Let’s use the rest of this month to discover what death and fear bring to the human spirit, to the soul. Of our many remembrances let’s honor those who told the truth, who did not lie to us; let’s honor those who struggled to help others, who went out of their way to sacrifice themselves, especially when it was unpopular. Consider your own scars received from abuse, or hatred, or hopelessness … and then ask the Good Jesus to wash your heart with His love so that you might not pass on any resentments or fears to others. In our tradition we remind one another that life has changed not ended and so does American teacher and writer Helen Coutant, in First Snow, who says: “At this moment, Lien thought she understood what dying meant. The drop of water had not really gone; it had only changed like the snowflake into something else.”

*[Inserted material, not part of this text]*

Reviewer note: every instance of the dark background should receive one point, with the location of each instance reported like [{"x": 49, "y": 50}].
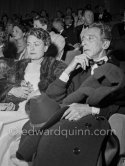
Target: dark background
[{"x": 25, "y": 6}]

Let’s pray for a change of spirit, one of the beatitudes and especially draw to our hearts the tiny children who suffer so and if living with scars of anguish might just take that other path. May our prayer join those of St. Francis as Thomas Celano (St. Francis of Assisi, 1988) writes “The common view of Francis forgets that after his vision of Christ crucified, ‘he could never keep himself from weeping, even bewailing in a loud voice the passion of Christ. For this he allowed himself no consolation and filled his days with ‘sighs.’ “Let us weep as we work for justice, let us cry out to an awesome God who promises to hear us.

(Sister alies therese is a canonically vowed hermit with days formed around prayer and writing.)